Yalanlarla yaşamak istemiyorsak



Doğruyu gizlemeye, gerçeği çarptırmaya yalan denir. Ama biz bu kelimeyi herkes için kullanamayız Türkiye'de.

Bu ülkede "yalancı" demenin serbest olduğu kişi ve kurumlar vardır; yasak olduğu kişi ve kurumlar...

Mesela politikacılar... Onlar bu toplumun "şamar oğlanı"dır. Halkın gücü ancak politikacılara geçer. Onlara saldırmak, onları aşağılamak serbesttir.
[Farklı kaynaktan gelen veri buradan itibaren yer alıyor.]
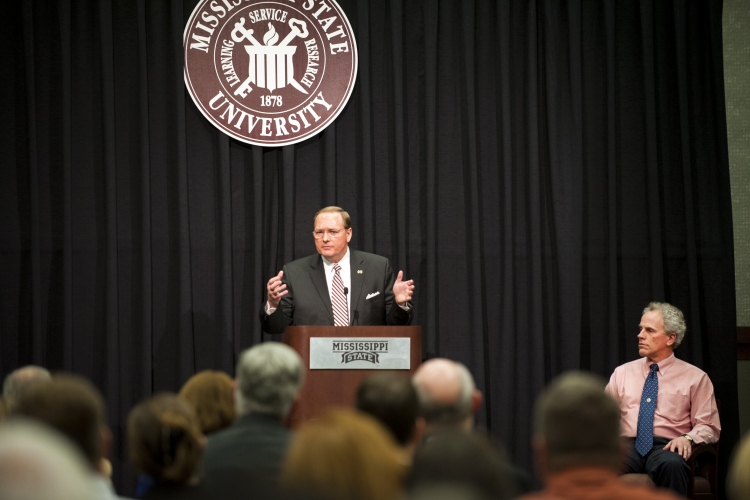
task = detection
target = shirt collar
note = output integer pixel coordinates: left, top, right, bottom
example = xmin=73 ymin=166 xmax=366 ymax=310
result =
xmin=320 ymin=245 xmax=350 ymax=272
xmin=643 ymin=353 xmax=677 ymax=375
Onlara her lafın başında hakaret edebilir, gözünüzü kırpmadan yalancılıkla, yiyicilikle, yolsuzlukla, hatta vatan hainliğiyle suçlayabilirsiniz.

Ama sıra devletin kimi kutsal kurum ve kişilerine gelince öyle uluorta konuşamazsınız.
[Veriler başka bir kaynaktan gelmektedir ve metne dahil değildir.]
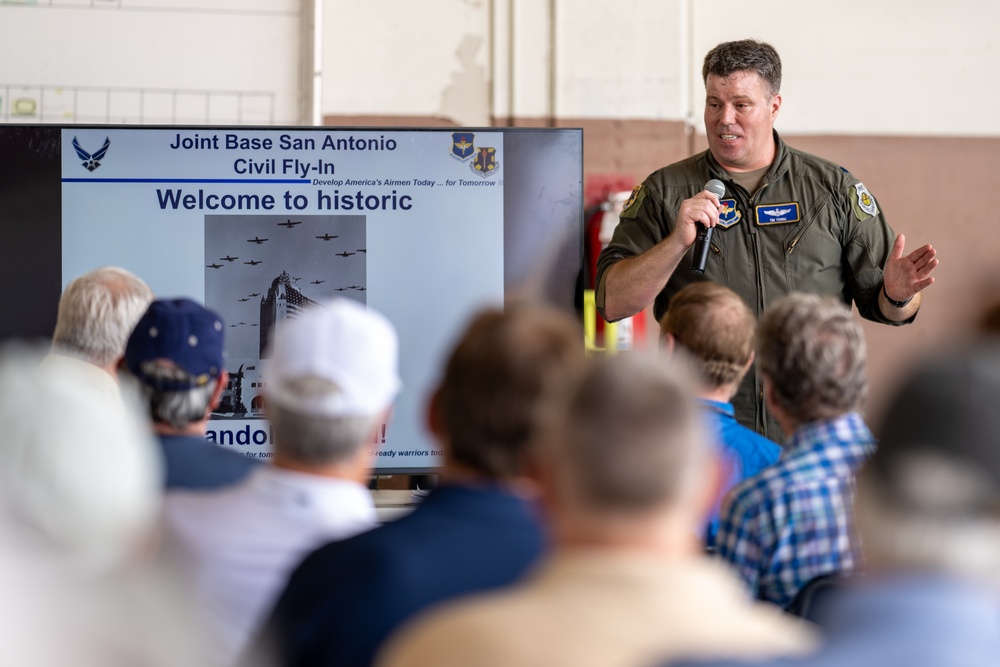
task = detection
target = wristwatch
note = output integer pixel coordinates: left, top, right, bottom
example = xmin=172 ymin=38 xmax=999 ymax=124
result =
xmin=882 ymin=283 xmax=913 ymax=308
Yalan beyan istediği kadar açık seçik, kanıtlı tanıklı biçimde ortaya çıkmış olsun, kimse dili varıp da yalancı diyemez o kişilere.

Onlar yalancı olamaz; sadece gerçeği söylemezler!

Onları suçlayamaz, sadece "böyle yaparsanız inandırıcılığınızı kaybedersiniz", "şöyle yaparsanız halkın nezdinde güven erozyonuna uğrarsınız" gibi dolaylı ifadelerle uyarırsınız.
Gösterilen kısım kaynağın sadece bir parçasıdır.